One key aspect of an MVA is that it is developed incrementally over a series of releases of a product. The development team uses the empirical data from these releases to confirm or reject hypotheses that they form about the suitability of the MVA. They cannot determine whether the MVA is either suitable for its associated Minimum Viable Product (MVP), or viable over the lifetime of the product, without empirical data. The team needs feedback to address shortcomings and to improve the MVA in future releases. This empirical feedback cycle is ideally suited to an agile approach.
This work is inherently unpredictable because of the variety of different kinds of decisions the development team has to make, and because of the novelty of the work; team members are working on problems they have never encountered before, and their focus is not on efficiency but on effectiveness. Their effectiveness can be aided by using some lean principles such as reducing the number of things they are working on (WIP), or reducing wait-time, interruptions, or hand-offs, and they are certainly interested in reducing the length of time they need to get feedback, but they are not otherwise overtly concerned with optimizing their flow of work.
Lean is optimized for an environment in which requirements are mostly certain and the problem that needs to be solved is well-defined. The challenge with architectural work is that early in the product life cycle (and sometimes well into the product life cycle) the requirements that shape the architecture, which we call Quality Attribute Requirements or QARs, are not very well understood.
Lean also seeks to reduce waste, which is a worthy goal. The problem with architectural work is that the development team doesn’t know which decisions are correct and which are not without experimenting. Some of these experiments will provide data that tells the team that their decision was not correct. One could view the work they did as waste, but it provided valuable information that reduces future waste even more.

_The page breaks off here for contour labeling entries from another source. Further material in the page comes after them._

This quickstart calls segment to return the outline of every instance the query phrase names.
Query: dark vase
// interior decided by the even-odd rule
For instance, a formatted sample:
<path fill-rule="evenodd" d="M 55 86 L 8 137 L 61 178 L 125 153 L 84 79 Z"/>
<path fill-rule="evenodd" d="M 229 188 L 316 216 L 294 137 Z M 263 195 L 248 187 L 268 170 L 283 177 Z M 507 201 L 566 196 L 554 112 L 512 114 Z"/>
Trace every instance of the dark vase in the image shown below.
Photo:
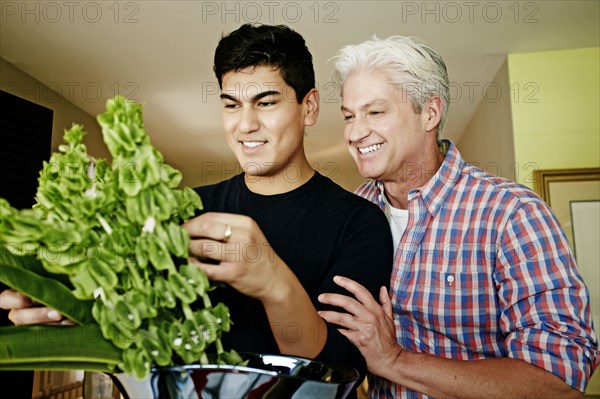
<path fill-rule="evenodd" d="M 345 398 L 358 372 L 309 359 L 243 354 L 246 366 L 157 368 L 145 380 L 112 375 L 125 399 Z"/>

Lean approaches to software development are especially concerned with waste that results from the process itself, especially in the form of work that is started but not completed. This usually results from having too much WIP, but in software products there is a special kind of waste that results from postponing decisions, technical debt. Feedback from agile delivery cycles can highlight that technical short-cuts and postponed decisions are impairing the ability of the product to meet its QARs. When this happens, the development team usually needs to devote time to resolving technical debt and reworking the architecture. From a lean perspective, this disrupts the flow of work, but it's necessary to greatly reduce future waste resulting from a product that can’t sustain its value.
Conclusion
Organizations need both agile and lean approaches but for different reasons. They need agile’s feedback that the product they are building is meeting customer needs, and especially when the products don’t meet customer needs. They also need lean practices to root out sources of waste that impair their ability to deliver high-quality products in a cost-effective way. In this way, lean approaches complement agile approaches.
Development teams need agile practices to obtain feedback on whether the MVP and its associated MVA meet their goals. They need to use this feedback to improve the MVP/MVA in subsequent releases. If the MVP/MVA doesn’t meet its goals, focusing on efficiency and productivity won’t help the team deliver a better solution.
Once a team is fairly comfortable that they are building the right product, and that the product’s architecture is meeting its goals, the team can shift its focus to matters of efficiency, productivity, and cost, so long as it keeps in mind that every release is still an experiment that tests the value and the sustainability of the product.